[Tech Story] New Security Research: Supply Chain Attack on Composer, WordPress XXE Vulnerability

Busy week for our security research team! This week, we published two new articles describing high-impact vulnerabilities that we found in the most deployed PHP software, namely WordPress and Composer. Let’s have a quick introduction of what happened and you can find out more about the technical details in our blog posts!

PHP Supply Chain Attack on Composer (CVE-2021-29472)

Supply chain attacks are a hot topic for development organizations today. Last year, in the largest ever software supply chain attack, 18,000 SolarWinds customers were infected with a backdoor. Earlier this year, a security researcher was able to breach Apple, Microsoft, Paypal and other tech giants using a new supply chain attack technique.

Most PHP projects use Composer to manage and install their dependencies, easing the update process and ensuring that applications will effortlessly work across environments and versions. By default, Composer uses a public service named Packagist to associate page names and the services to fetch source code from: last month, the public packagist infrastructure served around 1.4 billion download requests!

We discovered a vulnerability in Composer that allowed us to leverage arbitrary command execution on Packagist.org. This access could have allowed us to backdoor packages served to specific users or widespread communities (e.g. Symfony users) by changing the URLs associated to a given package.

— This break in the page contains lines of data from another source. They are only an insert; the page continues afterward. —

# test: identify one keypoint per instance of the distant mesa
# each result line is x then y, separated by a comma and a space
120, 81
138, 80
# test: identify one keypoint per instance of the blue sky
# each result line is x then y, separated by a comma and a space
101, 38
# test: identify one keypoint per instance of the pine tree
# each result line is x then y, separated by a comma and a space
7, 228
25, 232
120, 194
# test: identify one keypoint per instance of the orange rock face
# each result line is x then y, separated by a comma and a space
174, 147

This bug will be the perfect opportunity to discuss common argument injection patterns, the way it has been used to execute commands, and how to reduce the risk of supply chain attacks when such central components can be compromised. This vulnerability was also responsibly disclosed to Packagist’s security team; they managed to issue a first fix in less than 12 hours!

Read the blog post: PHP Supply Chain Attack on Composer

WordPress 5.7 XXE (CVE-2021-29447)

We recently improved our PHP security engine to detect more OWASP Top 10 and CWE Top 25 issue types. When testing our new analyzers against some of the most popular open-source PHP projects, an interesting issue was raised in the WordPress codebase.

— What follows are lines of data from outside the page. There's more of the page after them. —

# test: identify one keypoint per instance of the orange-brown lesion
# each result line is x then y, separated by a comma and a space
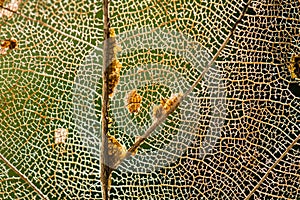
8, 8
8, 44
133, 101
166, 105
294, 67
116, 152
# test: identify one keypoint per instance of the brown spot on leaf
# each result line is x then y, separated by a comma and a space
6, 45
133, 101
294, 67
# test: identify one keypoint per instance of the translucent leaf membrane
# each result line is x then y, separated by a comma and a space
38, 98
227, 138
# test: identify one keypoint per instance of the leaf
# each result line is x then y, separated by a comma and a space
234, 135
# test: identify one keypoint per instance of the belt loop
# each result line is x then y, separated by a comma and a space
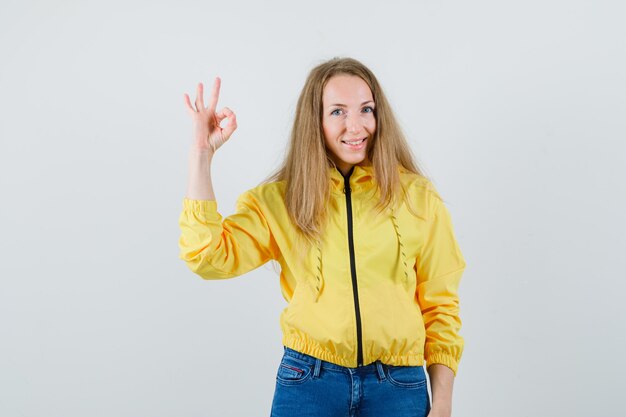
381, 371
318, 365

WordPress is the world’s most popular content management system that is used by approximately 40% of all websites. This wide adoption makes it one of the top targets for cyber criminals. Its code is heavily reviewed by the security community and by bug bounty hunters that get paid for reporting security issues. Critical code issues rarely slip through their hands.

In this blog post we are investigating the new vulnerability reported by our analyzer. We explain its root cause, related to PHP 8, and demonstrate how an attacker could leverage it to undermine the security of a WordPress installation. We responsibly disclosed the code vulnerability to the WordPress security team who fixed it in the latest version 5.7.1 and assigned CVE-2021-29447.